Secretary Zinke issues misleading information about wildfire risk

He incorrectly said a beetle infestation leads to an added risk for fire

Beaver Creek Fire beetles intensity
Photo of a portion of the 2016 Beaver Creek Fire in Colorado, an area with heavy beetle kill. One smoke is visible. USFS photo by Andrea Holland.

Today Secretary of the Interior Ryan Zinke tweeted that trees killed by beetles “are an added risk for fire”. This is misleading at best, and incorrect when all of the facts are brought to light.


And as before when the Secretary and the President said “poor forest management” and “environmental radicals” are responsible for the recent major fires in California, the issue can’t be described or solutions offered using just a few words. It is nuanced and complicated, not lending itself to a 280-character conversation.

In 2010 I first became aware of research by scientists that found fire severity decreases following an attack by mountain pine beetles.

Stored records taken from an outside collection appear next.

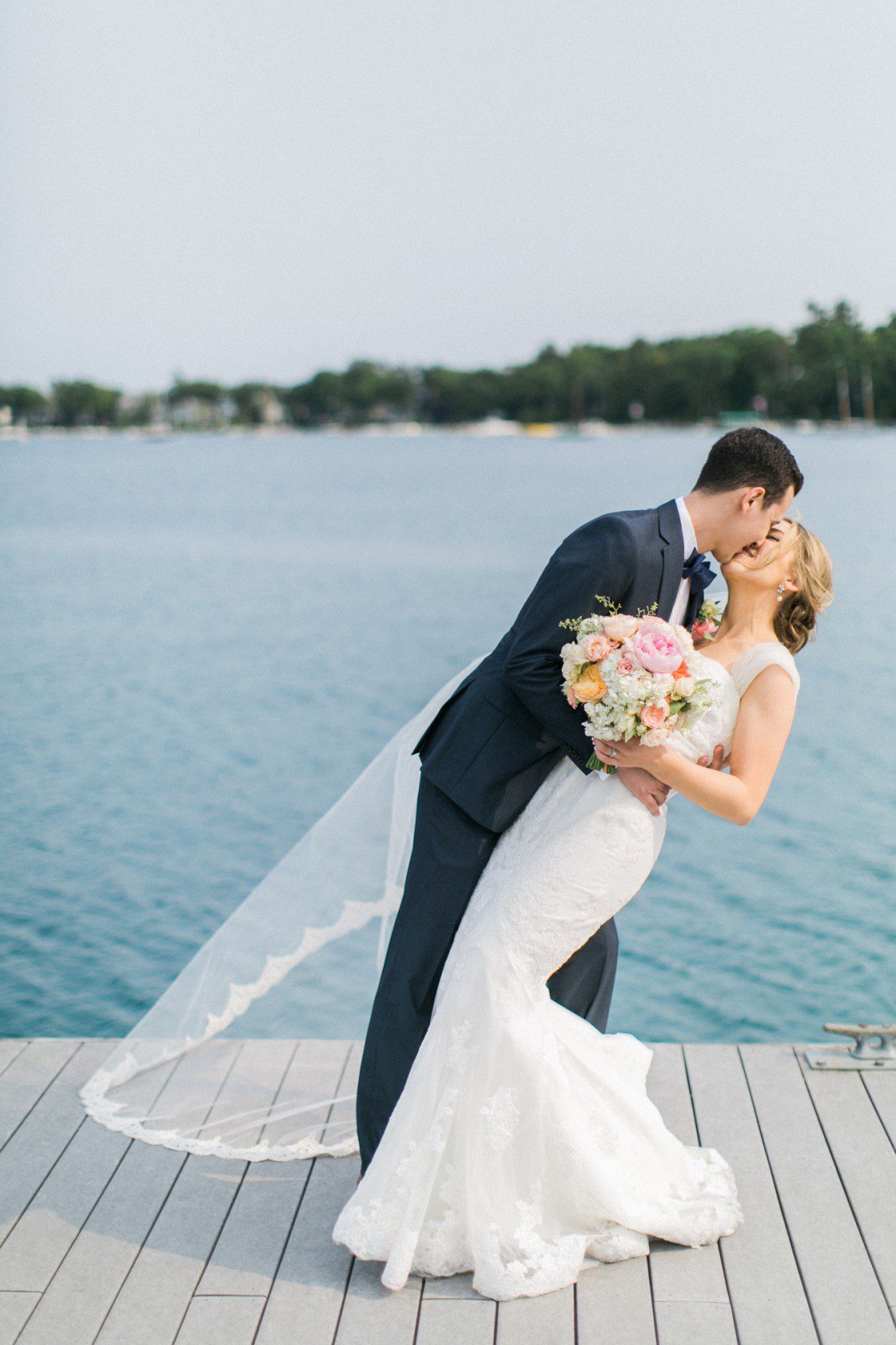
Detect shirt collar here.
[675,495,697,559]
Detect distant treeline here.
[0,301,896,428]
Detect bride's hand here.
[592,739,669,774]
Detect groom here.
[357,428,803,1173]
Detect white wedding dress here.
[332,641,799,1300]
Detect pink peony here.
[640,700,669,729]
[601,612,639,640]
[578,635,612,663]
[632,625,683,672]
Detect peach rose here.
[603,612,638,640]
[573,665,607,700]
[640,700,669,729]
[578,635,612,663]
[632,625,683,672]
[691,622,718,640]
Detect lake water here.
[0,429,896,1041]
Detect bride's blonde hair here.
[755,518,834,653]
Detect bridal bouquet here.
[560,598,713,772]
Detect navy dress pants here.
[357,774,619,1173]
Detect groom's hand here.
[616,765,669,818]
[697,743,730,771]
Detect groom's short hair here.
[694,425,803,508]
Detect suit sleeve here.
[504,514,638,774]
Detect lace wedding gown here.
[332,643,799,1300]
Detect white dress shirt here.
[669,495,697,625]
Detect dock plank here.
[416,1294,496,1345]
[740,1044,894,1345]
[0,1290,41,1345]
[334,1261,422,1345]
[859,1069,896,1147]
[576,1257,656,1345]
[197,1041,349,1298]
[0,1037,80,1149]
[14,1061,187,1345]
[0,1038,896,1345]
[176,1294,265,1345]
[495,1284,575,1345]
[648,1042,734,1323]
[0,1037,29,1075]
[796,1046,896,1306]
[97,1040,246,1345]
[0,1041,109,1248]
[256,1042,361,1345]
[685,1045,818,1345]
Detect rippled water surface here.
[0,430,896,1041]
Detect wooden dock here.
[0,1038,896,1345]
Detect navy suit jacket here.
[413,500,697,831]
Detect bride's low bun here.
[775,520,834,653]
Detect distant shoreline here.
[0,418,894,444]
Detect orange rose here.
[573,663,607,700]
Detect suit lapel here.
[656,500,685,620]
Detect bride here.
[332,520,831,1300]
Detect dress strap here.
[730,640,799,696]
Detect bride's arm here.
[595,666,796,827]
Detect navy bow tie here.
[681,547,716,593]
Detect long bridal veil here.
[80,659,480,1161]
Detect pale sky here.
[0,0,896,391]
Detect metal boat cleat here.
[803,1022,896,1069]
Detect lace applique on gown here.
[332,645,796,1300]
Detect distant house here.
[171,397,229,429]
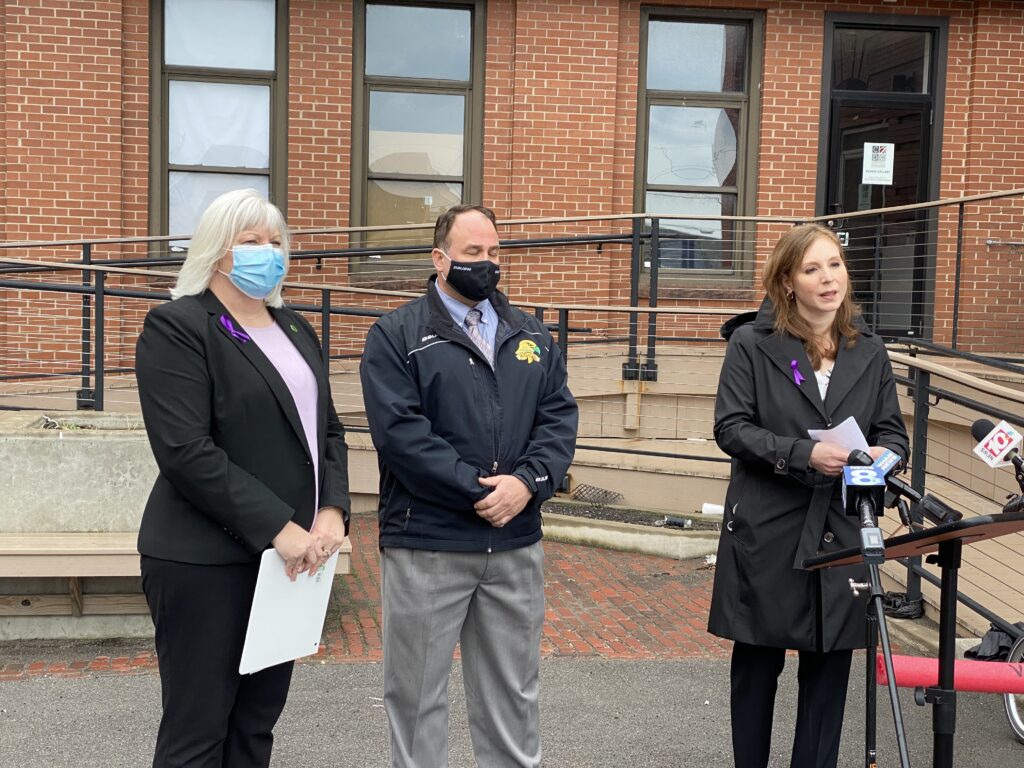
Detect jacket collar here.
[198,289,315,460]
[754,296,874,424]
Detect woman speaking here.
[709,224,908,768]
[135,189,349,768]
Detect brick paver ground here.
[0,515,731,681]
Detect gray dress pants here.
[381,542,544,768]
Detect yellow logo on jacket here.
[515,339,541,365]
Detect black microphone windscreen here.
[846,449,874,467]
[918,496,964,525]
[971,419,995,442]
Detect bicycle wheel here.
[1002,637,1024,743]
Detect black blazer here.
[709,299,909,651]
[135,291,350,564]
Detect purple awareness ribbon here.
[790,360,804,387]
[220,314,250,346]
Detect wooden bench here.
[0,531,352,616]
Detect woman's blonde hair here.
[762,224,860,370]
[171,189,289,307]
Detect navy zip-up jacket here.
[359,275,579,552]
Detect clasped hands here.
[270,507,345,582]
[473,475,534,528]
[810,442,886,477]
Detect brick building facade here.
[0,0,1024,359]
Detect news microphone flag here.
[972,421,1024,469]
[843,465,886,515]
[871,449,903,477]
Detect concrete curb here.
[544,512,719,560]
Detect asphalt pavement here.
[0,649,1024,768]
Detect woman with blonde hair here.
[709,224,909,768]
[135,189,350,768]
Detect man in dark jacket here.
[359,206,578,768]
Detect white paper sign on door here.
[860,141,896,184]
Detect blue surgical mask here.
[221,243,285,299]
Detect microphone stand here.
[850,496,910,768]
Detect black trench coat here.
[709,299,909,651]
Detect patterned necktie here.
[466,308,495,366]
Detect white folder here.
[239,549,338,675]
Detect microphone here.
[971,419,1024,469]
[971,419,1024,495]
[843,451,898,565]
[843,451,886,517]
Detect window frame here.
[349,0,486,252]
[633,6,765,288]
[148,0,289,236]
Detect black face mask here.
[438,249,502,301]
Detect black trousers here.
[730,643,853,768]
[141,556,293,768]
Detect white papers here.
[807,416,869,453]
[239,549,338,675]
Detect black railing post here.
[871,214,883,331]
[906,368,932,601]
[949,203,964,349]
[92,271,106,411]
[558,307,569,366]
[75,243,96,411]
[640,218,662,381]
[321,288,331,375]
[623,218,643,381]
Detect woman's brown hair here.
[762,224,860,371]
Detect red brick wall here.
[0,0,1024,393]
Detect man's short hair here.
[434,205,498,251]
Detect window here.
[150,0,287,240]
[635,9,763,281]
[351,2,484,259]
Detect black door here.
[827,94,932,336]
[818,19,946,338]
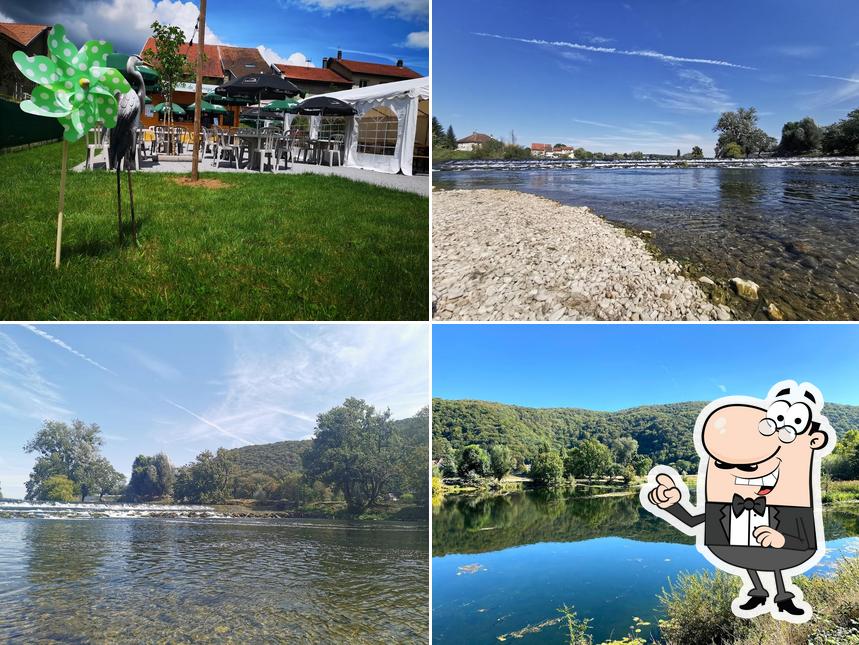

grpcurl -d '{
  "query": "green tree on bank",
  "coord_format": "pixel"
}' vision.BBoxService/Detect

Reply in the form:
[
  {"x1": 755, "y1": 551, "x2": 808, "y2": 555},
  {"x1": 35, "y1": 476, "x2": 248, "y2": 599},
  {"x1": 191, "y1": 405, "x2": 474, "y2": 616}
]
[
  {"x1": 126, "y1": 452, "x2": 175, "y2": 502},
  {"x1": 24, "y1": 419, "x2": 124, "y2": 501},
  {"x1": 531, "y1": 450, "x2": 564, "y2": 488},
  {"x1": 489, "y1": 445, "x2": 513, "y2": 481}
]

Since then additional studies have led to a more thorough understanding of the process.

Three factors or characteristics of a beetle-killed forest affect the behavior of a wildland fire.

  1. After a tree is killed by a mountain pine beetle, the needles turn brown or red; this is known as the “red stage”. The dead red needles remain on the tree for one or two years and then fall off. During this period the potential for a crown fire that moves above the ground through the tops or crowns of the trees can increase. After the needles drop the potential for a crown fire is close to zero. A crown fire can’t be controlled. No amount of fire retardant dropped by aircraft, water applied from the ground, or dozers building fire lines will stop it. This is the largest factor to consider when discussing fire behavior before and after a beetle outbreak. After a couple of years, it is easier to control a fire in a beetle-affected forest than one that is green, and this effect lasts for decades. There are other factors to consider also.
  2. After 5 to 15 years the limbs begin to break off a beetle-killed tree and then the top can break off and eventually the remainder of the tree falls to the ground. This adds fuel to the forest floor and can increase the intensity of a fire that burns along the ground. It is easier to control a surface fire, even one burning intensely, than a crown fire .
  3. After a decade or two the potential for individual or multiple tree torching can increase. This involves the burning of an entire standing single tree or multiple trees. These latter two issues, surface fire intensity and torching, add to the challenges for firefighters, but the reduced crown fire potential greatly outweighs the other two.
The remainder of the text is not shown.